Security scanning
Every /v1/* request runs through the BYOK security scanner
before the upstream call is made. Detection is categorical only — Fire
Mission returns and logs verdict codes, never the matched
substrings. This is enforced by Two-Plane isolation: the data plane sees
bytes, the control plane sees codes.
What the scanner catches
- PII. Email addresses, phone numbers, SSNs, credit-card numbers, IBANs, and other common identifiers.
- Prompt injection. Instructions inside user content that try to override the system prompt or exfiltrate tools.
- API-key leakage. Any string matching the shape of a popular provider key (OpenAI
sk-*, Anthropicsk-ant-*, AWS access keys, etc.).
What happens on detection
The request fails immediately with HTTP 400 and code security_violation. The error message identifies the verdict
category but never echoes the matched content. The metadata-only audit log
captures (verdict_code, request_id, user_id, api_key_id, timestamp).
What the scanner does NOT do
- It does not store the request body.
- It does not store the matched substring.
- It does not attempt to redact and forward — calls fail closed.
Two-Plane isolation
The control plane (PostgreSQL) stores only metadata: SHA-256 hashes, token counts, cost cents, status code, latency, security verdicts.

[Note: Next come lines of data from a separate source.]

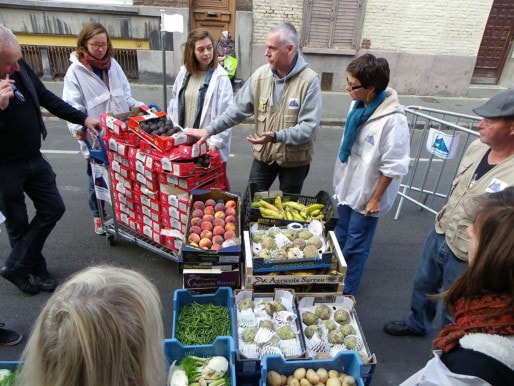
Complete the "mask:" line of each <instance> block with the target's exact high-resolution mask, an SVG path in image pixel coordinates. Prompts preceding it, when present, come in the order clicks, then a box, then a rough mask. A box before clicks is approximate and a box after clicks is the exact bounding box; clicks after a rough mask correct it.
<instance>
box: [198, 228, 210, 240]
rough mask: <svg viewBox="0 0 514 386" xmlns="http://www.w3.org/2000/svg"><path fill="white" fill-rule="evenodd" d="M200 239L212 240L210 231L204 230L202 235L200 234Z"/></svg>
mask: <svg viewBox="0 0 514 386" xmlns="http://www.w3.org/2000/svg"><path fill="white" fill-rule="evenodd" d="M200 238H201V239H209V240H212V231H210V230H208V229H204V230H203V231H202V233H200Z"/></svg>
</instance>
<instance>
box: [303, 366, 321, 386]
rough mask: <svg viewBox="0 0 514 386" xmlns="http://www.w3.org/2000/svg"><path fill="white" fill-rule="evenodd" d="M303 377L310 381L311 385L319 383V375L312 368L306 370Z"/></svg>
mask: <svg viewBox="0 0 514 386" xmlns="http://www.w3.org/2000/svg"><path fill="white" fill-rule="evenodd" d="M305 378H307V380H308V381H309V382H310V383H311V385H316V384H318V383H319V377H318V374H316V372H315V371H314V370H313V369H309V370H307V373H306V374H305Z"/></svg>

The data plane is ephemeral — request and response bytes live only in memory for the duration of the call. This is structural, not policy: there is no schema for raw prompt or completion bytes anywhere in the codebase.
Disabling scans
Mandatory scanning is part of the product's security model and cannot be disabled. If a particular detection produces a false positive on a legitimate workload, contact support — categorical detection rules can be tuned per-tenant.